Benchmarks should be read as measurements of rank-one modified workflows, not as claims that cholrot replaces LAPACK, MKL, or OpenBLAS Cholesky factorization. The point is to avoid recomputing or storing objects that are unnecessary for a rank-one modified product or solve.

Dense rank-one benchmark

The dense benchmark compares three routes for computing

\[w = Dv, \qquad D^T D = R^T R - zz^T.\]
  1. build the modified matrix, recompute Cholesky with NumPy, then multiply;

  2. materialize D with cholrot.downdate, then multiply;

  3. compute D @ v directly with cholrot.matvec.

Run the local benchmark with:

python benchmarks/bench_rank1.py --sizes 100 200 400 800 1600 --repeat 5

Save CSV output with:

python benchmarks/bench_rank1.py --csv benchmarks/results/local.csv

Report enough environment information to make the numbers interpretable:

  • CPU model and core/thread count;

  • operating system;

  • Python version;

  • NumPy version and BLAS/LAPACK backend when known;

  • BLAS thread settings, for example OMP_NUM_THREADS or OPENBLAS_NUM_THREADS;

  • cholrot.backend() value;

  • matrix size n;

  • NumPy recompute + matvec time;

  • cholrot materialize + matvec time;

  • cholrot direct matvec time;

  • speedup relative to NumPy recompute.

Threading

The current cholrot C++ kernels are single-threaded. NumPy Cholesky may use multiple BLAS/LAPACK threads depending on the installed backend. For this reason, it is useful to report two benchmark modes:

  • single-threaded BLAS, to compare algorithmic work more directly;

  • default local BLAS settings, to show real-world behavior on the machine used.

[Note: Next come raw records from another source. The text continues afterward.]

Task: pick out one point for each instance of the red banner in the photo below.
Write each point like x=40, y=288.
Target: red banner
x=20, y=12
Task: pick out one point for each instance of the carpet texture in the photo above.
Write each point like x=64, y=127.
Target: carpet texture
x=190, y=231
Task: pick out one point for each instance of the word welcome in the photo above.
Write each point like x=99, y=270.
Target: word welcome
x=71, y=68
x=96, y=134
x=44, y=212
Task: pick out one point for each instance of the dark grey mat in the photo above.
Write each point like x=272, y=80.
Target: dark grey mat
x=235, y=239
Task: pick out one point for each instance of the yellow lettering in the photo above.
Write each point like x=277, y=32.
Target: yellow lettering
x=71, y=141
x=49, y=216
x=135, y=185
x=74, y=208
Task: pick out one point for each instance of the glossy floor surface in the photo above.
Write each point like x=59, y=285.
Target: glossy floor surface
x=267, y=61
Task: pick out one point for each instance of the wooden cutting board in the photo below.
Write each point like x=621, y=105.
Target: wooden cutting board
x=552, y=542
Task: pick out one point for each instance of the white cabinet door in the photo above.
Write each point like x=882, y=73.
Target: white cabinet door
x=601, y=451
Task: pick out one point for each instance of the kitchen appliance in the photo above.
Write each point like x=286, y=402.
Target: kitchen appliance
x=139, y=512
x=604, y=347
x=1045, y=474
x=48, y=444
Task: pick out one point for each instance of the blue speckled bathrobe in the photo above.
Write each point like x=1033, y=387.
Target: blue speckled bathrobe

Structured identity benchmark

The identity benchmark measures the special case

\[D D^T = I + \alpha zz^T.\]

In this setting cholrot.identity_matvec can avoid scanning a dense input factor because the original Cholesky factor is the identity.

Run it with:

python benchmarks/bench_identity.py --sizes 100 200 400 800 1600 3200 6400 --repeat 5

Scope of public benchmark results

Public benchmark tables should correspond to functions that are part of the published package API: update, downdate, matvec, cholsolve, and identity_matvec. Results from separate private experiments should not be mixed into the public benchmark tables.